I might get some Boardzone Goggles - Von Zipper Feenom Replicator von zipper feenoms

I know before i said i was gunna go with the dragons but if these are good,im buying them tonight

And would they look good with a white helmet?Im shit at style and that stuff


----------



## FoShizzle (Nov 6, 2008)

Dunno if you already bought them but they are sold here at a cheaper price, and you can have more selection...Von Zipper Goggles Von Zipper Feenom Goggles


----------



## Thunderbolt42 (Dec 3, 2008)

I wanna buy it in canada,so when you said theyres more choices you are sorta saying they look gay?

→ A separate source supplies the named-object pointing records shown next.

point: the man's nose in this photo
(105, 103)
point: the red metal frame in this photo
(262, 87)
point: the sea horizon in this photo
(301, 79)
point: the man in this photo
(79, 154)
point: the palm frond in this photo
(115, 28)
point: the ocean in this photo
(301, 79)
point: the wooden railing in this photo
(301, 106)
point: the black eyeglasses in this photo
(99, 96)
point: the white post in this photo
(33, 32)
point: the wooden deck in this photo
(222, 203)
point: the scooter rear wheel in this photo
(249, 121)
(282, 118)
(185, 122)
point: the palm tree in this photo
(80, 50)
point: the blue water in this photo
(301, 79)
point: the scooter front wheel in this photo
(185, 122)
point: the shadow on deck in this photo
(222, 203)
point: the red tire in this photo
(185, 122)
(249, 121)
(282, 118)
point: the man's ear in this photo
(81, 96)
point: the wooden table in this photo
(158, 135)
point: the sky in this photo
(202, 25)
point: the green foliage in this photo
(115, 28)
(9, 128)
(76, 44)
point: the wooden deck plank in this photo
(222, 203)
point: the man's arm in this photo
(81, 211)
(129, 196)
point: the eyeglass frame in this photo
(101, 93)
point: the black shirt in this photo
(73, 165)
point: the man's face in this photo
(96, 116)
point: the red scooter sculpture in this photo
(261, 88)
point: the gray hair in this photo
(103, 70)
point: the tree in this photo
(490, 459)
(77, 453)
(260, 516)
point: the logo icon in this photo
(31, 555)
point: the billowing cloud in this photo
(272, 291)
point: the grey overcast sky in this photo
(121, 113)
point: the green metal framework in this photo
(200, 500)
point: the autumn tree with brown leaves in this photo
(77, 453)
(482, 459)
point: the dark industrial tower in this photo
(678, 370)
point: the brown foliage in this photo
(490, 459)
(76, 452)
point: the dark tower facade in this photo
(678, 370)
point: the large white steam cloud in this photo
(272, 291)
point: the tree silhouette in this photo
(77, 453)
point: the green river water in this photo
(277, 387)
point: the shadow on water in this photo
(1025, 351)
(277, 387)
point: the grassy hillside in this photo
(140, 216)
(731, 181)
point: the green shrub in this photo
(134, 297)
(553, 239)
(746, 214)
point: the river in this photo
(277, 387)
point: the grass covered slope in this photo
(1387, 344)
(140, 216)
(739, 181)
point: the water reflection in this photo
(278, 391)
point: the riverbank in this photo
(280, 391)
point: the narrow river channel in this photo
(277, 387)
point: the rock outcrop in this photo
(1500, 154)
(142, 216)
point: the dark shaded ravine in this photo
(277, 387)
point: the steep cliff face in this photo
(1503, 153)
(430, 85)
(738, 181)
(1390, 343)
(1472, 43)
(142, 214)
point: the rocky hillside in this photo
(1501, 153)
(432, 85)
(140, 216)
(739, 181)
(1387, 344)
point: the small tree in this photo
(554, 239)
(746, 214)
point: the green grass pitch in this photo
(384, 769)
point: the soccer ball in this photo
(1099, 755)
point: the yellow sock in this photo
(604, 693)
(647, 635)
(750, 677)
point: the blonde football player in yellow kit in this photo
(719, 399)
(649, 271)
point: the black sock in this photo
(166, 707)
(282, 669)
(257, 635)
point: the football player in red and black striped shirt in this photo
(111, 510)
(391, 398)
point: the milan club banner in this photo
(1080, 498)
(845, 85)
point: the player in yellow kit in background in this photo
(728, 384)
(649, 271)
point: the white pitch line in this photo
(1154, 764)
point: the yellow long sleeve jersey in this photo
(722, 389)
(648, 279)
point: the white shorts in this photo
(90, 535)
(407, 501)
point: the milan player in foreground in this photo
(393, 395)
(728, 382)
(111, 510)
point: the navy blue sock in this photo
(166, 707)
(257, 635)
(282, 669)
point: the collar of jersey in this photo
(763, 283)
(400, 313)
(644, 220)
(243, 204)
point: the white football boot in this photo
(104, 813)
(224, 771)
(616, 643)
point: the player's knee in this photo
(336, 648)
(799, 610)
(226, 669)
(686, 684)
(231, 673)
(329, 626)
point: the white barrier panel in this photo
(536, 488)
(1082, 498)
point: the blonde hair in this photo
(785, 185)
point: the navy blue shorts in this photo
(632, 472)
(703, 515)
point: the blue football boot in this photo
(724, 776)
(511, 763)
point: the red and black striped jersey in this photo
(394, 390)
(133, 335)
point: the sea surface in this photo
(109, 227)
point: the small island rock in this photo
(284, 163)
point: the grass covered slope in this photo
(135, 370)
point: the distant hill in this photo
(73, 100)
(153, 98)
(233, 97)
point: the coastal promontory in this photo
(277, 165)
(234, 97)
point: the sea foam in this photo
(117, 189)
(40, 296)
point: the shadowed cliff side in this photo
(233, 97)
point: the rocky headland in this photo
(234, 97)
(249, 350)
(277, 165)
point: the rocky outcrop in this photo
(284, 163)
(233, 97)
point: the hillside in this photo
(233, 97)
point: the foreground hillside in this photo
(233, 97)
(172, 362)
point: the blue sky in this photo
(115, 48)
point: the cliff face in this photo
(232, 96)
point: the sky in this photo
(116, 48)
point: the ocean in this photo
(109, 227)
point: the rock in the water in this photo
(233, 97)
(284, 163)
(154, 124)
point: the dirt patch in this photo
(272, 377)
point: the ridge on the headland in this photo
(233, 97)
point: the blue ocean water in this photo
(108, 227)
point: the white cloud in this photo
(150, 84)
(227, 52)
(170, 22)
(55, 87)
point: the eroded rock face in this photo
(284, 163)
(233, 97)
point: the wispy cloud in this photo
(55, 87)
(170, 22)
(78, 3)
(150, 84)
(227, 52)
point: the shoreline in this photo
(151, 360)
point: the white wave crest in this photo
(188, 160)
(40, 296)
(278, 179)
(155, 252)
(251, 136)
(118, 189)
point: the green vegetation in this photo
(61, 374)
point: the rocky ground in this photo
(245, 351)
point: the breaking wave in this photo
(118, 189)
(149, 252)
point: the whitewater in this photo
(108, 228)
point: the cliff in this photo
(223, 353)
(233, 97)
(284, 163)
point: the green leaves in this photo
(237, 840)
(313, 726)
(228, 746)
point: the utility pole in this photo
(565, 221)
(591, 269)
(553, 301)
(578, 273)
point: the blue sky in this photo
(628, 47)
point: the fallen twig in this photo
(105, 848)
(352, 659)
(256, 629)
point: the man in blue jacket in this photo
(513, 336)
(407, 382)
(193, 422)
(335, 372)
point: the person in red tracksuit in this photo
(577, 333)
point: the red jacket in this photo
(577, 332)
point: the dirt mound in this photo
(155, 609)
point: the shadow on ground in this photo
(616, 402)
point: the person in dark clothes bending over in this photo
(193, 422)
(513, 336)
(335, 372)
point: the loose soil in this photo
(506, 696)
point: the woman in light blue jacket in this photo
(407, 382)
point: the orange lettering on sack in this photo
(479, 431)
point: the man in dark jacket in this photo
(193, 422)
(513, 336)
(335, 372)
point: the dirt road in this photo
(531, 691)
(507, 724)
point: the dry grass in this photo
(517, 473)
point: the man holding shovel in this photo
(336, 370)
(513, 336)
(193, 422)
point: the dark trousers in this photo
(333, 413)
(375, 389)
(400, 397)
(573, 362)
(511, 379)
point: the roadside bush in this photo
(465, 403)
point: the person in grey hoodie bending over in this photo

i got my board and stuff on sierra, but this time i dont wanna pay too much for shipping,


----------



## FoShizzle (Nov 6, 2008)

Did I say they look gay? I don't think so. And I live in Canada, and when I order from Sierra, shipping is free. So basically I'll be paying $98 while you'll be paying $111.99 (thats not including taxes or shipping). BUT your choice buddy. oh and, that $98 is TOTAL including taxes and shipping.


----------



## Thunderbolt42 (Dec 3, 2008)

o well i didnt know the shipping was free
i will check out sierra then


----------



## SWAGGER (Jan 11, 2009)

those goggles are pimp. I like things with more color. But im getting a mental picture of a black jacket and all red pants to go with.


----------



## SFshredder (Apr 8, 2008)

I've got a pair of Von Zipper Feenoms and I absolutely love them. They are so sweet. Great field of vision and they look great too.


----------



## Guest (Feb 24, 2009)

i rock da Anon Figment goggles.sweet style to them


----------



## markee (Jan 1, 2009)

I was at Whistler/Blackcomb Wed-Fri last week. I have never seen so many Feenoms in one place at the same time. I thought I was unique cuz I never saw anyone with Feenoms at my local mountain. but at Whistler... wow. I was amazed.


----------